2005'te ise Cumhurbaşkanı Ahmet Necdet Sezer, Başbakan Tayyip Erdoğan döneminde “üyelik müzakereleri” başladı.

Aslında bugün 100 yaşındaki Türkiye'nin 64 yıllık AB süreci, Tanzimat'la başlayan ve 200 yıldır devam eden Batılılaşma sürecinin ete-kemiğe bürünmüş bir ifadesi idi.

***

AB, 1998'den bu yana “Türkiye İlerleme Raporu” yayınlamaktadır.

Çünküİlerleme Raporu”, aday ülkenin kaydettiği ilerlemelerin ve eksikliklerin yıllık olarak değerlendirildiği bir rapordur.

Bu raporlar, aday ülkenin resmi verilerine dayanır. AB’nin bir birimi olan “Avrupa Komisyonu” tarafından hazırlanır. Avrupa Parlamentosu ve Avrupa Konseyi'nin onayına sunulur.

Ama raporların ana omurgasını, AB anayasası sayılan ve temel kriterlerden biri olan “Kopenhang Kriterleri” oluşturur.

Ve bu kriterlerin ana maddeleri:

-Kuvvetler ayrılığıdır.

-Bağımsız yargıdır.

-Kısıtsız basın özgürlüğüdür.

-İzinsiz, gösteri ve yürüyüş özgürlüğüdür.

-Hukuk devleti ilkeleridir.

İşte bu kriterler, AB’nin olmazsa olmaz koşullarıdır.

Elbette bu kriterlere göre kendimizi de ciddi ciddi bir gözden geçirmemiz gerekir.

***

Peki, bu kriterlerde tam puan alsak AB Türkiye’yi içine alır mı? Almaz.

Peki, neden?

Elbette inanç farkı, kültürel fark bir nedendir ama buna cevabı, siyasetin mizah ustası Sayın Demirel’den bir alıntıyla verelim.
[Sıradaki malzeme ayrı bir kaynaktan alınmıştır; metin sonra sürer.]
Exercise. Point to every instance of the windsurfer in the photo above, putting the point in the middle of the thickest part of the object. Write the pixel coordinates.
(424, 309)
Demirel Türkiye'nin AB'ye giriş koşullarını şöyle özetler:

AB'ye girmek isteyenler bir sınava alınıyor.

Bulgaristan sınava giriyor, 'Atom bombası ne zaman atıldı' diye soruyorlar. '1945' diyor. 'Geçtin' deniyor.

Sonra Romanya sınava giriyor. 'Atom bombası nereye atıldı' deniyor. 'Japonya' diyor. 'Sen de geçtin' deniyor.

Türkiye'ye sıra gelince, 'Atom bombası atıldıktan sonra ölenlerin isimlerini, soyadlarını, doğum yerlerini, mesleklerini' söyle deniyor.”

Demirel’in bu mizahına, Ermeni soykırım iddiasının, Kıbrıs sorununun AB’ye girebilmenin ön koşulu gösterilmesini de eklersek, AB’ye girmek zor, hem de çok zordur.